Por Alejandro Mondragón

 

 

Por el ex candidato de la coalición Juntos Haremos Historia a la gubernatura, Luis Miguel Barbosa, pasa todo.

 

Él decide, manda a polarizar, echa a andar a diputados locales y en el preciso momento los enfrenta para después deshacerse de ellos.

 

Barbosa es el hombre del poder en Puebla y al gobierno del presidente Andrés Manuel López Obrador tampoco le incomoda. Al fin, el mandatario federal cree que el ganador de los comicios del 1 de julio del 2018 fue Luis Miguel y nadie más.

 

La lideresa nacional de Morena, Yeidckol Polevnsky, hace lo que Barbosa le pide. Ellos traen su propio acuerdo.

 

El montaje legislativo entre Gabriel Biestro y José Juan Espinosa quedó confirmado cuando ambos se bajaron de la contienda por el interinato. Y lo hicieron, tal y como se los ordenó Barbosa.

 

Lo que ocurre es que Luis Miguel trae su propio juego. Su carta está marcada, lo que se confirma con el argumento de que Morena irá a la lista de anotados en el Congreso local.

 

 

Y esa carta es precisamente Guillermo Pacheco Pulido, cuyos hijos fueron los principales financieros de la campaña barbosista en la pasada elección.

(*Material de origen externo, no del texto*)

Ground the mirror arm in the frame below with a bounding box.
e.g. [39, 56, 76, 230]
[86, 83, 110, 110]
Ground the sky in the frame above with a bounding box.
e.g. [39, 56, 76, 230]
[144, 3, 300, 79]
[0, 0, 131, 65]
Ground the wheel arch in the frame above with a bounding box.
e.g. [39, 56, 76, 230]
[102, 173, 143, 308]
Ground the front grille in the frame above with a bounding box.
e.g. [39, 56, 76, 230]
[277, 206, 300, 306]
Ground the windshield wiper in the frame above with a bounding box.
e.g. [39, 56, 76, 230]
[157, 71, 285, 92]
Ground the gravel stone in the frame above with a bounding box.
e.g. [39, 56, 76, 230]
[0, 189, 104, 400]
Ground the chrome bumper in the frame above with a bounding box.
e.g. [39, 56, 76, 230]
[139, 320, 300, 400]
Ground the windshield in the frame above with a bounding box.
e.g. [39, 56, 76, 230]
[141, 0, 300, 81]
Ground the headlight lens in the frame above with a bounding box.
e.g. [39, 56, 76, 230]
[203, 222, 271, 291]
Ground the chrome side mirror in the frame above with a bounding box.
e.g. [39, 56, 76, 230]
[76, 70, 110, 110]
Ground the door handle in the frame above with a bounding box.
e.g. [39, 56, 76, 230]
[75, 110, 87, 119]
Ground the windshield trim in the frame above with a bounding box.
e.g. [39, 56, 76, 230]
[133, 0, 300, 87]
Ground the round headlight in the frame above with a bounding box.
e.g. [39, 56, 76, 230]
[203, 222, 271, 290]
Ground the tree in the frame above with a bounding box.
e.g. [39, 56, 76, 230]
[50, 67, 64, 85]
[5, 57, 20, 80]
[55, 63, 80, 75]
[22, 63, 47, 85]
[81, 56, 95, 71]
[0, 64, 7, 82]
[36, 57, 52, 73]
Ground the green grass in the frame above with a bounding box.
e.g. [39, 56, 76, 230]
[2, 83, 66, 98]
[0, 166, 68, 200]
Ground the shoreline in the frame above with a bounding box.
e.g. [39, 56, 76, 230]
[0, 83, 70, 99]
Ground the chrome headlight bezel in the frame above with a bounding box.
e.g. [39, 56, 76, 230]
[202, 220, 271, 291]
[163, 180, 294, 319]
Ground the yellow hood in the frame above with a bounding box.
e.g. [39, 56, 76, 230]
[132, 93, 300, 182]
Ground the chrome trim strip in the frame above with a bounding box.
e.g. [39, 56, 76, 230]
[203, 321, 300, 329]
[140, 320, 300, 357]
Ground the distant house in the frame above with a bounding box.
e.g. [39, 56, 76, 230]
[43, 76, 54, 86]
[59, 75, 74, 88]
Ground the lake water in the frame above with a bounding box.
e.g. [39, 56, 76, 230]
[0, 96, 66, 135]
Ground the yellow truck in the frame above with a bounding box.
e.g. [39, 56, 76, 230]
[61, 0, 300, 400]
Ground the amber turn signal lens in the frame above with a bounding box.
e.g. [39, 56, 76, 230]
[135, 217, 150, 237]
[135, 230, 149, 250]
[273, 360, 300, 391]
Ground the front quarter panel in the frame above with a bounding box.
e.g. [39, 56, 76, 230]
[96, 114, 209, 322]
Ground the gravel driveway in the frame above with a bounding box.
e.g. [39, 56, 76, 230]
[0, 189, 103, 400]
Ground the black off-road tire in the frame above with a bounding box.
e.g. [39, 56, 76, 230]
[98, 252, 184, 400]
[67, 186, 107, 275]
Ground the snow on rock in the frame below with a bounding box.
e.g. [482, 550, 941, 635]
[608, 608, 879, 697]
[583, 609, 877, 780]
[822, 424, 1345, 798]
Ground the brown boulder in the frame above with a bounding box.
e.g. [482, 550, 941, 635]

Con la familia tiene un gran compromiso y además con esta jugada pretende jalar al priismo poblano.

 

El problema de Barbosa hoy para sacar adelante su propuesta no es lo local, pues tiene el control total, máxime que repetirá por la gubernatura en la extraordinaria de junio y ya anda en gestiones para que el INE se encargue de organizar los comicios y excluya a las autoridades locales del IEE.

 

La bronca radica en los acuerdos nacionales para sacar adelante la Guardia Nacional, donde no basta la mayoría calificada en las cámaras de senadores y diputados federales.

 

Se requiere de la mayoría de los votos de los Congresos locales del país, lo que no tiene Morena, sino el PRI y el PAN.

 

La dirigencia nacional panista apuesta por mantener el statu quo con la ratificación de Jesús Rodríguez Almeida, lo que respalda el PRD y ve razonable el PRI.

 

Rodríguez Almeida es cercano al canciller Marcelo Ebrard, quien lo nombró secretario de Seguridad Pública en la Ciudad de México cuando Miguel Mancera se postuló como candidato a la jefatura de gobierno en 2012.

 

Por ahí camina el interinato. Falta poco para una resolución final.